Taxation of Online Travel Companies
AIF supports the imposition of so-called service taxes on online travel companies, arguing that the absence of such a tax puts bricks-and-mortar hoteliers at an unfair disadvantage. The Chamber disagrees.
We don't believe they should pay a service tax, just like you don't pay a service tax when you use a travel agent, Wilson explains.
Medicaid Expansion?
On Monday morning, a lobbyist for AIF strongly implied before a state Senate committee that his organization was inching toward endorsing Medicaid expansion. Wilson says the Florida Chamber's board of directors would be meeting this Friday to discuss the matter, but that in the past the Chamber has opposed the Patient Protection and Affordable Care Act ("Obamacare"), including the law's provision for Medicaid expansion and the establishment of state-based health exchanges.
Will this 1 percent of differences be the proverbial bad apple that spoils the batch of friendly relations enjoyed by AIF and the Chamber? Wilson sure doesn't think so.
It's a lot like the military; there's different branches that have different roles, that really work together to support the mission of free enterprise, Wilson says.
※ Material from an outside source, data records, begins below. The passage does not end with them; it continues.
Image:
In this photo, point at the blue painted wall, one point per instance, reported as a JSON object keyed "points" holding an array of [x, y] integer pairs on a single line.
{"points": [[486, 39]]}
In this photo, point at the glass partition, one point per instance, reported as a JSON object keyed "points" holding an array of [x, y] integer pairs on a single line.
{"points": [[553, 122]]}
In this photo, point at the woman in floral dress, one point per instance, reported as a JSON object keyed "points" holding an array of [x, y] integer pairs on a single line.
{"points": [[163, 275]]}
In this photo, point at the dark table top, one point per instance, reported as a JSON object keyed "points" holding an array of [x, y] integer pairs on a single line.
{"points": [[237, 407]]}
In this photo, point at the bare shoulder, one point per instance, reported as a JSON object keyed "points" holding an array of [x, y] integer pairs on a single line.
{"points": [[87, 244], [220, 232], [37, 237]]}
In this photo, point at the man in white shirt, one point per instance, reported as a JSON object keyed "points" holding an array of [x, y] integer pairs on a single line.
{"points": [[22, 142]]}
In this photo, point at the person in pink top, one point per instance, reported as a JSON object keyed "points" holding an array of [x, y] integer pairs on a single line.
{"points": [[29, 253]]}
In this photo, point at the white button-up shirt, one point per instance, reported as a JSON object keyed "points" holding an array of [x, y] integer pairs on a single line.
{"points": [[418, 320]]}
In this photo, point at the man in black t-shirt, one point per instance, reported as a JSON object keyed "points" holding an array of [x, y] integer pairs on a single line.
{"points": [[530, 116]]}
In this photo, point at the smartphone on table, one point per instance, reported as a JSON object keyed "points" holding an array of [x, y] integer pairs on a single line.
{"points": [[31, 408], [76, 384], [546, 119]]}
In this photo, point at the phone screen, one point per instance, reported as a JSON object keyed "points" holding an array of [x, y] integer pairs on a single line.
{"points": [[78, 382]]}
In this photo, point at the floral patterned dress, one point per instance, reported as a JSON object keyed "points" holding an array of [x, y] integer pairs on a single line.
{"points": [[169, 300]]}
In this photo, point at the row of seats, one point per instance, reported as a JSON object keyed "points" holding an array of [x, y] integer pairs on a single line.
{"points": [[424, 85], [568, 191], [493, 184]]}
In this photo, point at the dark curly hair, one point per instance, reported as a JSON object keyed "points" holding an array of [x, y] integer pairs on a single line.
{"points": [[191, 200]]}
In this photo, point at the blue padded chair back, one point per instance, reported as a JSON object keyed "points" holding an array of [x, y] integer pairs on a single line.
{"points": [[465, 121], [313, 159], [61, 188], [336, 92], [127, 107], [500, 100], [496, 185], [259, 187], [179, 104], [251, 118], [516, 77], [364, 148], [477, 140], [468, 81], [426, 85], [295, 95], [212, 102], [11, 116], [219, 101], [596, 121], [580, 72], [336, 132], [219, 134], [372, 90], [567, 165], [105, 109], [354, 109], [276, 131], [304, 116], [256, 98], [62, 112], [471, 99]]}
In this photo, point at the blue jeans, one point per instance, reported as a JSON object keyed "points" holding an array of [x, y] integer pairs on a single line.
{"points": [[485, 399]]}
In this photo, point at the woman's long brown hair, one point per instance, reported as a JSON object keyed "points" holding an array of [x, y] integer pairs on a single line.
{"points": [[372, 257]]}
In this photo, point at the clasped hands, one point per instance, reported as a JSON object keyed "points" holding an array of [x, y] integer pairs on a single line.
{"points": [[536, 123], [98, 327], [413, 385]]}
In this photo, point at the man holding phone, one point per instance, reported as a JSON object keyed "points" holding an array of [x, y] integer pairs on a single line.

Our lobbyists work together and we're glad to have AIF working alongside us pushing for the same goals.
The Chamber released its priorities on Jan. 16, and AIF released its own over a month later, on Feb. 27. Here's some of what the two groups are agreed on:
Citizens Property Insurance
While neither organization is explicitly calling for the state to remove itself from the business of providing property insurance, they both are calling for the state to set the cost of participation in Citizens at more actuarially sound rates, the better to prepare the state should it suffer a severe hurricane season in the near future.
AIF continues to support efforts to return Citizens Property Insurance Corp. to an insurer of last resort and reduce the likelihood of claims paying deficits that will result in 'hurricane taxes' assessed on the 77 percent of Florida homeowners who are not Citizens policyholders, AIF says in its Jan. 16 press release.
Unless fundamental reforms are made, Florida is only one expensive storm away from a severe threat to our way of life, the Florida Chamber says in its report, Where We Stand: A Guide to the Florida Chamber's 2013 Business Agenda. If Citizens Property Insurance Corp. is not reformed, Floridas policyholders will be left with billions in assessments, commonly known as the Hurricane Tax.
Taxation
Both organizations support the gradual elimination of both the corporate income tax and the sales tax on manufacturing machinery and equipment.
Both also support enforcement of the Internet sales tax, contending that the present statutes which put the onus on paying the tax on the buyer when he purchases from an Internet company based out-of-state place Florida's brick-and-mortar businesses at an unfair disadvantage,
Education
Both organizations support investment in science, technology, engineering, and mathematics (STEM) degree programs, the greater proliferation and deregulation of charter schools (the better to accommodate parental choice in education), and the expansion of virtual education opportunities for K-12 students.
Legal Reform
The Florida Chamber and AIF, and the business community generally, support efforts to change Florida's expert witness standards. A bill sponsored by the House Civil Justice Subcommittee would change the standards by which Florida judges admit expert testimony. Under the current "Frye" standard (named after a 1923 U.S. Supreme Court case), expert witness testimony can only be admitted if it is "sufficiently established to have gained general acceptance in the particular field in which it belongs." The proposed bill would align Florida's courts to the federal "Daubert" standard (named after a Supreme Court case decided in 1993), which admits expert testimony so long as the judge finds it to be based on scientifically sound principles.
Both organizations also support proposed changes to Florida law which would no longer allow bad faith suits to be brought against an insurer by individuals who are not policyholders.
No one from AIF was available to interview for this story before it went to press.